3. Unter Verletzung revisiblen Rechts ist das Berufungsgericht in seiner Entscheidung davon ausgegangen, dass ein Überdenkensverfahren entbehrlich sei (a)). Der Kläger hat einen Anspruch auf Überdenken seiner Einwendungen (b)).

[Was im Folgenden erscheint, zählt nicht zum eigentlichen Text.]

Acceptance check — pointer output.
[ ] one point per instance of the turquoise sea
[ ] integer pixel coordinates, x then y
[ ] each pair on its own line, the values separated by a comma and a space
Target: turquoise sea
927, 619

a) Das Überdenkensverfahren kann nicht aufgrund einer von den Prüfern abgegebenen schriftlichen Begründung der Bewertung der mündlichen Prüfungsleistung als entbehrlich angesehen werden. Hierfür sprechen die unterschiedlichen Zwecke, die mit der Begründung einerseits (aa)) und dem Überdenkensverfahren andererseits (bb)) zum Schutz des Grundrechts auf freie Berufswahl (Art. 12 Abs. 1 GG ) und des Rechts auf effektiven Rechtsschutz (Art. 19 Abs. 4 Satz 1 GG ) verfolgt werden. Während die Begründung dazu dient, dem Prüfling die Erhebung von Einwendungen zu ermöglichen, soll das Überdenken eine Kontrolle der Bewertungen anhand der Einwendungen durch die Prüfer selbst eröffnen:

aa) Der effektive Grundrechtsschutz verlangt zunächst, dass die Prüfungskommission die Bewertung einer berufsrelevanten Prüfungsleistung begründet und die tragenden Erwägungen darlegt, die zu ihrer Bewertung der Prüfungsleistung geführt haben. Der Grundrechtsschutz umfasst einen Informationsanspruch des Prüflings, der sich auf eine angemessene Begründung der Prüfungsentscheidung richtet, das heißt auf die Bekanntgabe der wesentlichen Gründe, mit denen die Prüfer zu einer bestimmten Bewertung der Prüfungsleistungen gelangt sind. Die maßgeblichen Gründe müssen zwar nicht in allen Einzelheiten, aber doch in den für das Ergebnis ausschlaggebenden Punkten erkennbar sein. Dieser Informationsanspruch soll den Prüfling in den Stand versetzen, diejenigen Informationen zu erhalten, die er benötigt, um feststellen zu können, ob die rechtlichen Vorgaben und Grenzen der Prüfung, insbesondere der Beurteilung seiner Leistungen, eingehalten worden sind (stRspr, vgl. nur BVerwG, Beschlüsse vom 15. Juli 2010 - 2 B 104.09 - juris Rn. 5, 8 und vom 8. November 2005 - 6 B 45.05 - Buchholz 421.0 Prüfungswesen Nr. 408 Rn. 6, jeweils m.w.N.).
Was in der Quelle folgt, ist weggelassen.